The lake where our cottage is in northern Michigan is loaded with small perch. We catch a lot and always just throw them back. Recently a friend showed me a youtube video on how to butterfly clean perch, so we gave it a shot last weekend on about 25. It's kind of a tedious method on the small perch, but they sure turned out nice and are very tasty.

I suspect we will be keeping a few more of these guys in the future.


----------



## fishhead (Jul 19, 2006)

Where's the link to the video?


----------



## StL.Ed (Mar 6, 2011)

And here, I thought this was a Butterfly Perch...


----------



## Fishindude (May 19, 2015)

fishhead said:


> Where's the link to the video?


Here is one, there are many on line.


----------



## fishhead (Jul 19, 2006)

Thanks.

I was snorkeling last week and saw a bunch of 3" bluegills and some 4-5" perch. That got me thinking about butterfly filleting again.

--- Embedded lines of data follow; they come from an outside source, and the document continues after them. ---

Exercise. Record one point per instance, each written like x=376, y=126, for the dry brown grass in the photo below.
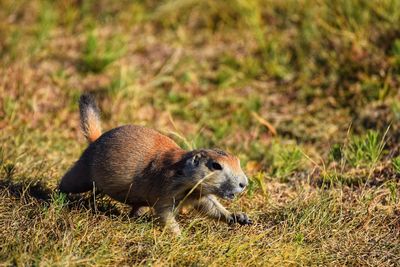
x=323, y=74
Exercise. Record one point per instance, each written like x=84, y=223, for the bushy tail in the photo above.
x=90, y=117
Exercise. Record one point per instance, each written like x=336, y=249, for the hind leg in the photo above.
x=138, y=210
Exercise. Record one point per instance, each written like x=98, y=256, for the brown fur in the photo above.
x=141, y=167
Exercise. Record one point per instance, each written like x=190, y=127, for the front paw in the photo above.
x=240, y=218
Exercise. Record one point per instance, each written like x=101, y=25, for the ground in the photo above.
x=305, y=93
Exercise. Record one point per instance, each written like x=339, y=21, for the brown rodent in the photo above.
x=141, y=167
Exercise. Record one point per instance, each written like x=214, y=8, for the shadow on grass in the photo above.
x=37, y=190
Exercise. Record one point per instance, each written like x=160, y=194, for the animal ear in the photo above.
x=195, y=159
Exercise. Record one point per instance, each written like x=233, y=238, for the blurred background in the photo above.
x=305, y=93
x=259, y=78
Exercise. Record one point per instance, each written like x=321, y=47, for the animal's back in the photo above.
x=121, y=158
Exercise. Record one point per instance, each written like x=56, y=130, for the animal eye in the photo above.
x=216, y=166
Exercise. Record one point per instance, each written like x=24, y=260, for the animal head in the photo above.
x=219, y=171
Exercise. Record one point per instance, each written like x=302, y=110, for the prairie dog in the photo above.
x=141, y=167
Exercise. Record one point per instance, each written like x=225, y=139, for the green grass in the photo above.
x=278, y=83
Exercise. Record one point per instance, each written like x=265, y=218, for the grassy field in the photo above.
x=305, y=93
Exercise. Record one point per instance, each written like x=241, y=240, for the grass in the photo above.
x=278, y=83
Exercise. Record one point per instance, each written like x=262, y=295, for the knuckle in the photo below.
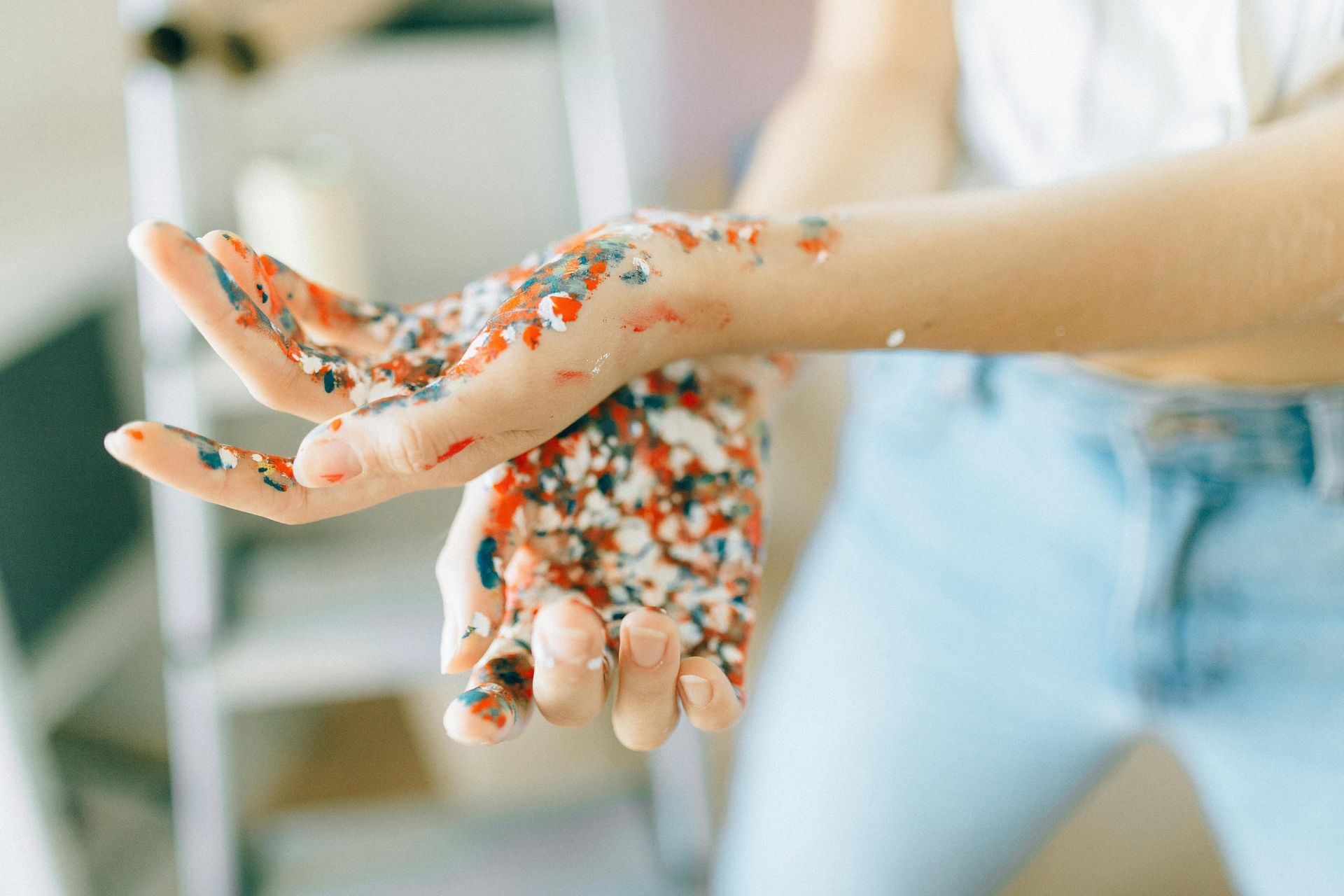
x=406, y=450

I would leave the rib cage in place and just split them on one side of the dorsal fin like salmon that are cut for drying.

I'm thinking that it might soften the bones but if not they should lift out pretty easily although it would make it harder to bread them. We ran a bunch of small bass through the blender and then fried them. They made little green patties and the bones were just as hard plus there were now more of them.


----------



## Homesteader at Heart (Aug 11, 2003)

Why not just fillet them? It seems like it would be quicker than butterflying.


----------



## fishhead (Jul 19, 2006)

If they were larger than I probably could fillet them faster but these are small fish. Also, by the time you fillet the meat off the ribs it would only be about 1/8" thick.

I'm not sure why some people fillet the larger fish but I do know that processors butterfly perch so there must be a reason.


----------